|Title||A ranking system for reference libraries of DNA barcodes: application to marine fish species from Portugal.|
|Publication Type||Journal Article|
|Authors||Costa, FO, Landi, M, Martins, R, Costa, MH, Costa, ME, Carneiro, M, Alves, MJ, Steinke, D, Carvalho, GR|
|Year of Publication||2012|
|Keywords||Animals, Aquatic Organisms, DNA Barcoding, Taxonomic, DNA, Mitochondrial, Electron Transport Complex IV, Fishes, Gene Library, Phylogeny, Phylogeography, Portugal|
BACKGROUND: The increasing availability of reference libraries of DNA barcodes (RLDB) offers the opportunity to the screen the level of consistency in DNA barcode data among libraries, in order to detect possible disagreements generated from taxonomic uncertainty or operational shortcomings. We propose a ranking system to attribute a confidence level to species identifications associated with DNA barcode records from a RLDB. Here we apply the proposed ranking system to a newly generated RLDB for marine fish of Portugal.METHODOLOGY/PRINCIPAL FINDINGS: Specimens (n = 659) representing 102 marine fish species were collected along the continental shelf of Portugal, morphologically identified and archived in a museum collection. Samples were sequenced at the barcode region of the cytochrome oxidase subunit I gene (COI-5P). Resultant DNA barcodes had average intra-specific and inter-specific Kimura-2-parameter distances (0.32% and 8.84%, respectively) within the range usually observed for marine fishes. All specimens were ranked in five different levels (A-E), according to the reliability of the match between their species identification and the respective diagnostic DNA barcodes. Grades A to E were attributed upon submission of individual specimen sequences to BOLD-IDS and inspection of the clustering pattern in the NJ tree generated.
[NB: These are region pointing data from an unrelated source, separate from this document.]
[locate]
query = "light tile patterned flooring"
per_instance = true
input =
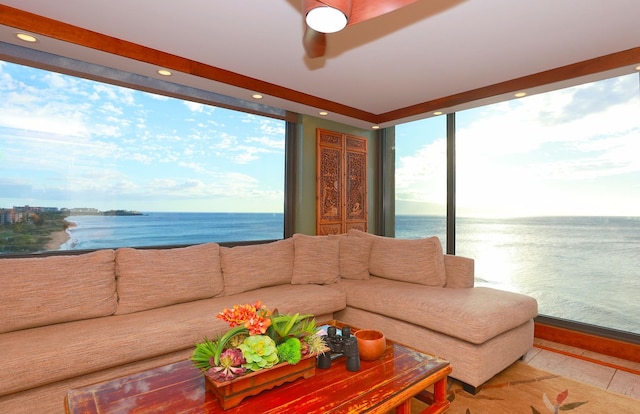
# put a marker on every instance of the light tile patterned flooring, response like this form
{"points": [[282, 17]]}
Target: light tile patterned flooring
{"points": [[613, 374]]}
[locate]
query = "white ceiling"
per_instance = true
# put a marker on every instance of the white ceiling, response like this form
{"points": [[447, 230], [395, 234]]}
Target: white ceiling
{"points": [[425, 51]]}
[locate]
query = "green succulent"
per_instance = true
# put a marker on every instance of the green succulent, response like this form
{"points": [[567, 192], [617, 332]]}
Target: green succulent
{"points": [[284, 327], [290, 351], [259, 351]]}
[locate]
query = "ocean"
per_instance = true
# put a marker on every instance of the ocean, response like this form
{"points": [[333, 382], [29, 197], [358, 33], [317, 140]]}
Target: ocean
{"points": [[585, 269]]}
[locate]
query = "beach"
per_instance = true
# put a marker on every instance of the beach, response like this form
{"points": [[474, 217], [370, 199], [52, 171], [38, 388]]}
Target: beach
{"points": [[58, 238]]}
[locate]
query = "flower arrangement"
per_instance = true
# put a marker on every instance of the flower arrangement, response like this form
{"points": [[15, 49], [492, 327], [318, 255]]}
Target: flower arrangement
{"points": [[258, 339]]}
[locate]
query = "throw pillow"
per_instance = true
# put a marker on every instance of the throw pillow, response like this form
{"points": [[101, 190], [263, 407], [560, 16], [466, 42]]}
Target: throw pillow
{"points": [[408, 260], [316, 260]]}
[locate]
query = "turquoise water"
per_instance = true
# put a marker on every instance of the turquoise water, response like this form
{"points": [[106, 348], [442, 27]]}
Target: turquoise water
{"points": [[585, 269]]}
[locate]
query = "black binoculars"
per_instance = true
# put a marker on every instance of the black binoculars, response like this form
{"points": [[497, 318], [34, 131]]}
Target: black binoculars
{"points": [[340, 345]]}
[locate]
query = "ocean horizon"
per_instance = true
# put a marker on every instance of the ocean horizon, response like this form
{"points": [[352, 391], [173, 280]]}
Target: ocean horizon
{"points": [[578, 268]]}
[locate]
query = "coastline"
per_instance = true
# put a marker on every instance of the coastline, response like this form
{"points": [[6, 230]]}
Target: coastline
{"points": [[58, 238]]}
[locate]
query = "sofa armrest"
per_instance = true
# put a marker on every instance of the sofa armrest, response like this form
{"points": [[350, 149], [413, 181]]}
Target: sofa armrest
{"points": [[460, 271]]}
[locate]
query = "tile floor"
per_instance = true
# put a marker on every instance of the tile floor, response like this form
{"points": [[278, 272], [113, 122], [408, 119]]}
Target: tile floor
{"points": [[610, 374]]}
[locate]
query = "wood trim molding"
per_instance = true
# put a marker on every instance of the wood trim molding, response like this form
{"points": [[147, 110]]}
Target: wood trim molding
{"points": [[589, 342], [62, 31], [44, 26], [564, 73]]}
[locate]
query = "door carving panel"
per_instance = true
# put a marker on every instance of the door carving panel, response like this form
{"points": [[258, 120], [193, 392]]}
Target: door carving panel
{"points": [[341, 182]]}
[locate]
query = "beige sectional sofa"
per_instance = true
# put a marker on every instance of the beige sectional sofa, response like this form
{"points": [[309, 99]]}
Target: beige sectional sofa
{"points": [[72, 320]]}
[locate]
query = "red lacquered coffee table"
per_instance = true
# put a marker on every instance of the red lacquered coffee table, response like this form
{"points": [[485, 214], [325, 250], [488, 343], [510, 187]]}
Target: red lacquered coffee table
{"points": [[379, 386]]}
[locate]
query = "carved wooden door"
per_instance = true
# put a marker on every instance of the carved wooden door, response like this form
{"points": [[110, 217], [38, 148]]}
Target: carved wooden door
{"points": [[341, 182]]}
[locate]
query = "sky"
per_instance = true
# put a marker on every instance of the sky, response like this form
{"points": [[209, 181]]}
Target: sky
{"points": [[68, 142], [574, 152]]}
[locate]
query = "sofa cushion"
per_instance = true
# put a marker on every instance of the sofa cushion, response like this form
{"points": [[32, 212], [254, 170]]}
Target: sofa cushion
{"points": [[474, 315], [355, 253], [120, 339], [422, 259], [48, 290], [154, 278], [316, 260], [251, 267]]}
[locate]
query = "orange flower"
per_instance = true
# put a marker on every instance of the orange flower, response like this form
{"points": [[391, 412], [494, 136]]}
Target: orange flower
{"points": [[256, 318]]}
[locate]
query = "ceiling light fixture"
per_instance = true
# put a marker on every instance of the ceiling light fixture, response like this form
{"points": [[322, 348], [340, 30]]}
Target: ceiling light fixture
{"points": [[327, 16], [27, 37]]}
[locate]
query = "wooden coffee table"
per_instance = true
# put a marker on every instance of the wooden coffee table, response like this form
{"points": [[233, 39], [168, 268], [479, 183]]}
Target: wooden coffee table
{"points": [[379, 386]]}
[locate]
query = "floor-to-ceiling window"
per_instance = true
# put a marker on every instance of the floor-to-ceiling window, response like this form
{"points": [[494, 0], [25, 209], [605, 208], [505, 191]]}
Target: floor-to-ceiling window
{"points": [[121, 167], [548, 199], [421, 178]]}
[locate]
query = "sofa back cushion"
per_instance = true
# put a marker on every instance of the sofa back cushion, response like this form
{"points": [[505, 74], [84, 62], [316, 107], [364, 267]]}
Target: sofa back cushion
{"points": [[316, 260], [149, 279], [355, 253], [47, 290], [407, 260], [247, 268]]}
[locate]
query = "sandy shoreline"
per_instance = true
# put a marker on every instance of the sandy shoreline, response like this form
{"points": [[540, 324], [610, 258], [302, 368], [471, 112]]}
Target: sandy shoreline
{"points": [[58, 238]]}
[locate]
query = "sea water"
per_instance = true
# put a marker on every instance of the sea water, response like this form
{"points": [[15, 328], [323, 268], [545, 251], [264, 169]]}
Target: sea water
{"points": [[585, 269]]}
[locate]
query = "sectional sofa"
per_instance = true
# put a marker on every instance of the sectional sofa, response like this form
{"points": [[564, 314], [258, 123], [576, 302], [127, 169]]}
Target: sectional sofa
{"points": [[72, 320]]}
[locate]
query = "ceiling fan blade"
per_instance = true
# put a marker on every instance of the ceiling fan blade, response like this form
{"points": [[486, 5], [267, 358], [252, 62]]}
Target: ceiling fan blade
{"points": [[315, 43], [362, 10]]}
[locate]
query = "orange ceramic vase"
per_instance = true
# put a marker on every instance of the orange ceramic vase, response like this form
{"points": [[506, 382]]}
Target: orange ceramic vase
{"points": [[371, 344]]}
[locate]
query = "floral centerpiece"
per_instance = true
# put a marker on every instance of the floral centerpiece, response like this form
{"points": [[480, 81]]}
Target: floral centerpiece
{"points": [[258, 339]]}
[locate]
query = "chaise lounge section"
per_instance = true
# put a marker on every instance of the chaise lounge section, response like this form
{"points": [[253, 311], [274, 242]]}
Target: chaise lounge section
{"points": [[69, 321]]}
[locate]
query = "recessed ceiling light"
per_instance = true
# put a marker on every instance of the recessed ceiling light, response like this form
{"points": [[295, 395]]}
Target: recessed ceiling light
{"points": [[26, 37]]}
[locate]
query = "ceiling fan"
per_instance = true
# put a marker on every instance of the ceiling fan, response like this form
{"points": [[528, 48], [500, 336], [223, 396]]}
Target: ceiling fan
{"points": [[330, 16]]}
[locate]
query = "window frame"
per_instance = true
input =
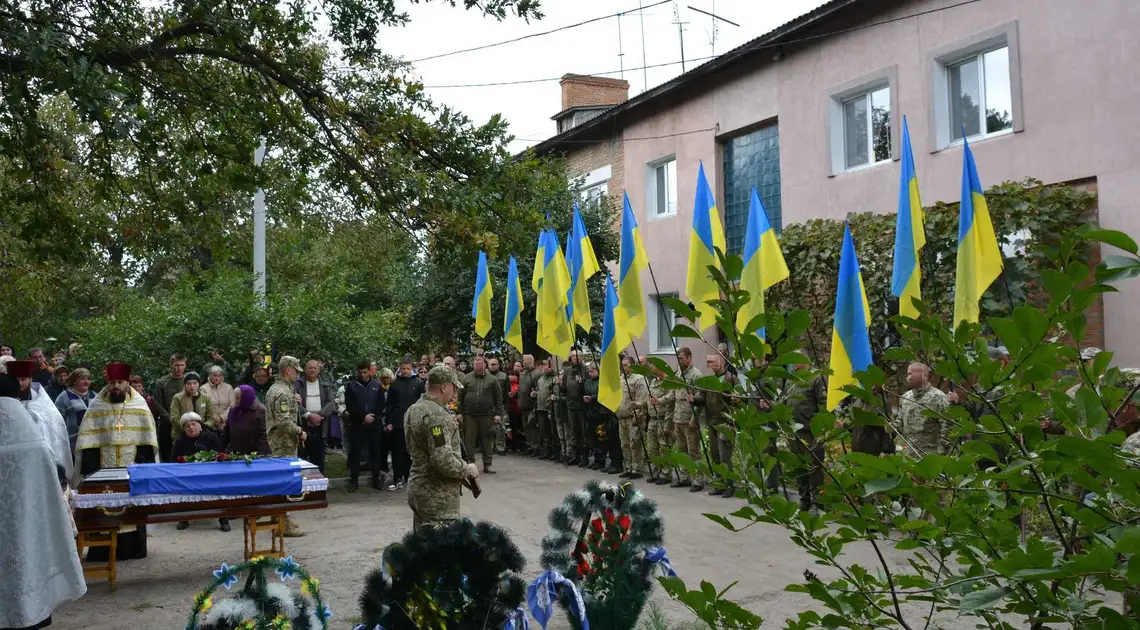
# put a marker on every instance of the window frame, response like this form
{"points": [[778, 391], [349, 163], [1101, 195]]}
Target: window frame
{"points": [[651, 201], [838, 97], [942, 59], [654, 324]]}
Overall, our study resulted in 73.5% of unambiguous species IDs (grade A), 7.8% taxonomically congruent barcode clusters within our dataset, but awaiting external confirmation (grade B), and 18.7% of species identifications with lower levels of reliability (grades C/E).CONCLUSION/SIGNIFICANCE: We highlight the importance of implementing a system to rank barcode records in RLDB, in order to flag taxa in need of taxonomic revision, or reduce ambiguities of discordant data. With increasing DNA barcode records publicly available, this cross-validation system would provide a metric of relative accuracy of barcodes, while enabling the continuous revision and annotation required in taxonomic work.